Steganography

1. Steganography Leo Lee CS 265, Section 2 Dr. Stamp April 5, 2004

2. Outline • What is Steganography? • Historical Examples • LSB Embedding • Concept • Implementation • Analysis

3. What is Steganography? • Literally means “covered writing” • Goals: • Hide a secret message within some other object • Do so in such a way that the presence of the message is not discernable

4. Historical Examples • Invisible Ink used in WWII • Microdot: A page of information, the size of a printed period. • Waxed Tablets • A person’s head! • Null-ciphers (unencrypted messages)

5. Shaved head Steg mm… Beer…

6. Null cipher • Message sent by German spy in WWII Apparently neutral’s protest is thoroughly discounted and ignored. Isman hard hit. Blockade issue affects pretext for embargo on by-products, ejecting suets and vegetable oils. Apparently neutral’s protest is thoroughly discounted and ignored. Isman hard hit. Blockade issue affects pretext for embargo on by-products, ejecting suets and vegetable oils. • Pershing sails from NY June 1 • Pershing was an American general

7. LSB Embedding - Terminology • Message = the secret information we want to hide • Cover image = image used to hide the message in • Stego-image = the cover image with the message embedded

8. LSB - Concept • Which color is different? • In (R,G,B) left and right are (0,255,0) • Center one is (0,254,0) • We can use the LSB to hold info, since it looks the same either way!

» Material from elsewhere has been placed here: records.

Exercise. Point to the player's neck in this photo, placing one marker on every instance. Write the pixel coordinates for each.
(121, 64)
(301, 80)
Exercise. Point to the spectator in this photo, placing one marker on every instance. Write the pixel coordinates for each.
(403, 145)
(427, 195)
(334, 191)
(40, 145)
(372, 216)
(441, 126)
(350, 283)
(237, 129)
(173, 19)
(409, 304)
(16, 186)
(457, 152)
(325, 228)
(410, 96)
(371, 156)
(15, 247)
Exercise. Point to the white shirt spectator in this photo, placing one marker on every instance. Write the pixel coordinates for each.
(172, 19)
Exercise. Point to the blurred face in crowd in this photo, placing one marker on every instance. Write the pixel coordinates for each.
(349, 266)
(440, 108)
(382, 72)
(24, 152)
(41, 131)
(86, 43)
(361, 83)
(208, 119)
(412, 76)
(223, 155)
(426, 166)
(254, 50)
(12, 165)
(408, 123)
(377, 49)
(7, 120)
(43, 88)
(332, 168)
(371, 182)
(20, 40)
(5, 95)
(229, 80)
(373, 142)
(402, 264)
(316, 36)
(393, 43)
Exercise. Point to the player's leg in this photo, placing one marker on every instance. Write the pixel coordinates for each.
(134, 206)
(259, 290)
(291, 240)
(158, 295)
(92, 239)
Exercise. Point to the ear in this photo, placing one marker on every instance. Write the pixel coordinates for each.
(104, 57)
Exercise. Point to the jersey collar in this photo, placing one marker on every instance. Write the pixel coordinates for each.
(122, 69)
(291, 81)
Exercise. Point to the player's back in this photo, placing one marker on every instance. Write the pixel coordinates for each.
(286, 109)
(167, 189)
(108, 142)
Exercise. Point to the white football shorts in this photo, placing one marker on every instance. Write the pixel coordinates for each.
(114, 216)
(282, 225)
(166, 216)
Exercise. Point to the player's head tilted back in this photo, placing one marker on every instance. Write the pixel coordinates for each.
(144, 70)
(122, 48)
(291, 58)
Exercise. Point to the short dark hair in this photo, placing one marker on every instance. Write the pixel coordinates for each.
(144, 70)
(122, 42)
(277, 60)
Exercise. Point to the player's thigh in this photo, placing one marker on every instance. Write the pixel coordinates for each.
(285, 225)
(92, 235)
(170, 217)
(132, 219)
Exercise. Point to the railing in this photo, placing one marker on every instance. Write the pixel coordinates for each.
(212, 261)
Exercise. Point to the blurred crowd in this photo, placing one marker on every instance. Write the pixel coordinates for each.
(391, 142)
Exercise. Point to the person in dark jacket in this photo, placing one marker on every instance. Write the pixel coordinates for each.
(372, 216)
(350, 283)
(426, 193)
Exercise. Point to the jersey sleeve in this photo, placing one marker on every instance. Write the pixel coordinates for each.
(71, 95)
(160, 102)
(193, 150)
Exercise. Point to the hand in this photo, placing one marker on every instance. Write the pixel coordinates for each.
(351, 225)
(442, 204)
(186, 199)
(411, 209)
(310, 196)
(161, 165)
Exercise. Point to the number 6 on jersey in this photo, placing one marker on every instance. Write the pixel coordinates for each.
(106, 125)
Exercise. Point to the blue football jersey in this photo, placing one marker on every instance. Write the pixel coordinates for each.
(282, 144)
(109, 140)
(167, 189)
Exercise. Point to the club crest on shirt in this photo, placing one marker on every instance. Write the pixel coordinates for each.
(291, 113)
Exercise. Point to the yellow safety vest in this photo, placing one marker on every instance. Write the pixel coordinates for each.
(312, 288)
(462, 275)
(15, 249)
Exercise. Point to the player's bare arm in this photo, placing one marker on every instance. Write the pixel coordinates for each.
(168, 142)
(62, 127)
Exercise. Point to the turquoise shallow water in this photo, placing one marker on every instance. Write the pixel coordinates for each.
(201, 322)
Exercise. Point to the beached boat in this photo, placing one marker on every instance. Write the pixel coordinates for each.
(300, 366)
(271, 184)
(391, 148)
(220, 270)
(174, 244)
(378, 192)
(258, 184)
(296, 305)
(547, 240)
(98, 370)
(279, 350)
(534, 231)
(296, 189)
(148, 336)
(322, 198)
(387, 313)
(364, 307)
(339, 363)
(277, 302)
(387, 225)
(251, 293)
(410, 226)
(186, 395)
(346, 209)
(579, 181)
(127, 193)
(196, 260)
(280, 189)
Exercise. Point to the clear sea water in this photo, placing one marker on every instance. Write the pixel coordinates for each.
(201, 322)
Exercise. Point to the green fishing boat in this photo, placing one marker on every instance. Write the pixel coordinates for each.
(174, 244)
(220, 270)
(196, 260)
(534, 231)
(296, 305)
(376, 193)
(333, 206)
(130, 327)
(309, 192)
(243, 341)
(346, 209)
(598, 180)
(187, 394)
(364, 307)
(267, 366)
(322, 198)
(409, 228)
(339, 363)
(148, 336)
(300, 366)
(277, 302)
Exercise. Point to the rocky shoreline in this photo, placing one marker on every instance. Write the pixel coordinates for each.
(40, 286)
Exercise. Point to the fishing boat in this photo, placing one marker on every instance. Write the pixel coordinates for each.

9. LSB 24-bit Bitmaps • In 24-bit bmps, each pixel represented by 3 bytes (RGB) • Use lsb of each byte to hold a bit of message

10. LSB 24-bit Bitmaps Example • Message = ‘f’ = 0110 01102 • Cover Image: FF FF FF 00 00 00 FF FF … • Stego-image: FE FF FF 00 00 01 FF FE …

11. My Own Implementation Which is the stego-image and which the cover? Cover Image Stego-Image

12. The Message

13. 8-bit • Don’t hold direct color values • Do hold offsets into a palette • Can’t just change lsb, because adjacent colors in palette may not be similar

14. Approach 1 - EzStego • Use cover image with similar colors • Experts recommend gray-scale images • Arrange palette so adjacent colors are similar

15. Approach 2 – S-Tools • Use only x bits for unique color information. • 8 – x bits are for secret message • Example (x = 7): • Can only have 128 unique colors • For each unique color, there’re two similar colors xxxx xxx0 & xxxx xxx1

16. LSB – Analysis – The Good • Simple to implement • Allows for large payload • Max. payload = b * p where; • b = number of bytes per pixel • p = number of pixels of cover image

17. LSB – Analysis – The Bad • Easy for attacker to figure out message if he knows the message is there • But the images look the same, so can’t tell it’s a stego-image… right? • Human vision can’t tell but vulnerable to statistical analysis

18. LSB – Analysis – The Ugly • It’s even easier if the attacker just wants to corrupt the message. • Just randomize the lsbs himself • Even vulnerable to unintentional corruption: image cropping, conversion to jpeg and back, etc. • Integrity is extremely frail

19. LSB – Analysis - Conclusion • Good for cases where only low security is desired, but not necessary. • Added security when coupled with cryptography • Foundation for many variations, which are more secure e.g. not vulnerable to statistical analysis attacks.